Each installment (book 3 is in the works) is filled with adventures of different times filled with tragedies, triumphs, and shared challenges. And, throughout each is great doses of love often masked by the daily effort to survive in times far removed from today’s convenience and prosperity.
Where Courage Began follow’s my mother’s first memories as a child when her widowed mother struggles to raise four children after the sudden and tragic death of her husband in 1921. Along the way, the family faces uprooting, financial hardship, and interference from meddling relations as they struggle to adapt in a new environment. Thanks to help from members of a caring community, they family begins to slowly create a new life.
In continuing to chronical small town Iowa life in the first third of the 20th century, Road to Resilience addresses love in a far more personal level, the romance of my mother and father. I had the unique opportunity to put flesh and bones on my mother’s framework of their meeting and subsequent whirlwind romance marked by near tragedy.

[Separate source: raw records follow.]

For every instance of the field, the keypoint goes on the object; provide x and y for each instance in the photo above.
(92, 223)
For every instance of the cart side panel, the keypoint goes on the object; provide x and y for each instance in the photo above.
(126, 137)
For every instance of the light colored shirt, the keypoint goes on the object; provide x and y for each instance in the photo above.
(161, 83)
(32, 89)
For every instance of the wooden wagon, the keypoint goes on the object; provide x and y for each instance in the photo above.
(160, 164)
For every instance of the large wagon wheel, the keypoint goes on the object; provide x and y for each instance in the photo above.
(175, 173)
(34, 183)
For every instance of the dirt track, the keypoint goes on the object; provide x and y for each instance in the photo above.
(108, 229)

Their more than five decades covers all the aspects of a true and lasting love, not just the exciting romance but the mental and emotional highs and lows.
I spent many a day with my mother reminiscing about her century of life, which spanned horse and buggies to space travel and the internet. What started as a way to pass time with her on my regular visits, became and truly memorable journey through another time and way of life. As I launched into writing her story, it struck me how little I’d known in the beginning and how much wonderful history I would ultimately gather. It was a true gift, one that goes undocumented in so many families. I’ll blog more on that later.
For now, I’d like to offer this Valentine advice to you and yours – sit down and start writing your story now, worts and all. Someday, your children will be asking questions that, if you don’t write it down, may never be answered. While you’re at it, sit down with your parents and grandparents with a list of questions about their lives - how they met, where they lived, how major events changed their future, etc. Then, help record them. In doing so, you will be creating the best gift ever for the whole family. And who knows, the stories might just become a novel.